For Aristotle, the central aim of the polis was the human good, and the study of politics (by which he meant what we know would term political philosophy) was practical, making decisions about what forms of government and legislation would most promote the human good.


There are two areas in which you can agree or disagree with Aristotle's definition. First you can agree or disagree with his notion of the goal of the state. Second, you can agree or disagree with his notion that the study of politics is practical and moral.

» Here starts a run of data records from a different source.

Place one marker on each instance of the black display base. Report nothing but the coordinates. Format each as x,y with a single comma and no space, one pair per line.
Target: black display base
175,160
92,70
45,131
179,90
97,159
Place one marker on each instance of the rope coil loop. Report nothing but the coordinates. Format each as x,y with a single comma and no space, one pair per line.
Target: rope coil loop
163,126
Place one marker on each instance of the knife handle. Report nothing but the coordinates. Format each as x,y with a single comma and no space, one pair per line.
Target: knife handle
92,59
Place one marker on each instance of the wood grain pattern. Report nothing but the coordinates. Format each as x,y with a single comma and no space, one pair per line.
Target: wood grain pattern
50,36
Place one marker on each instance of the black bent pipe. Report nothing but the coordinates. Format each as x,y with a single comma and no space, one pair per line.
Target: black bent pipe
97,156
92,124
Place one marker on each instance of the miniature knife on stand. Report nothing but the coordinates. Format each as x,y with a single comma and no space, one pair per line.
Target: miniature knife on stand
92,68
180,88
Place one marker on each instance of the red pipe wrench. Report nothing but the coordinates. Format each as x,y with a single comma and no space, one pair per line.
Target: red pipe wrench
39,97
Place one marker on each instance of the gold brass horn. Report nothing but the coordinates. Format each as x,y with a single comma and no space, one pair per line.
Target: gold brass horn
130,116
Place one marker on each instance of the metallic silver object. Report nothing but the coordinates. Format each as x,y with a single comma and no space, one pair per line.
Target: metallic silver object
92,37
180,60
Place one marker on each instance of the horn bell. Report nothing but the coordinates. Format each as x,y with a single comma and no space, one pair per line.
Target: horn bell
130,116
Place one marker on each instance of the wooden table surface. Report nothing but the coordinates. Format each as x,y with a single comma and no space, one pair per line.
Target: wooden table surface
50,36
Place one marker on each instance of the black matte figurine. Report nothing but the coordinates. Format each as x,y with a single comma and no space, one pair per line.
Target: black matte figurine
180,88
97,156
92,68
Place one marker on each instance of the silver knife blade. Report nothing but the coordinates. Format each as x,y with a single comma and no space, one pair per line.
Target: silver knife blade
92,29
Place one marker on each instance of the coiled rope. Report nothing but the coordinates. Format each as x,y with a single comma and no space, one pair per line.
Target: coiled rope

Personally, I neither agree or disagree, believing that one can approach the study of politics in many different ways, and that different definitions and different modes of analysis are appropriate to different specific problems. 

No comments:

Post a Comment

What was the device called which Faber had given Montag in order to communicate with him?

In Part Two "The Sieve and the Sand" of the novel Fahrenheit 451, Montag travels to Faber's house trying to find meaning in th...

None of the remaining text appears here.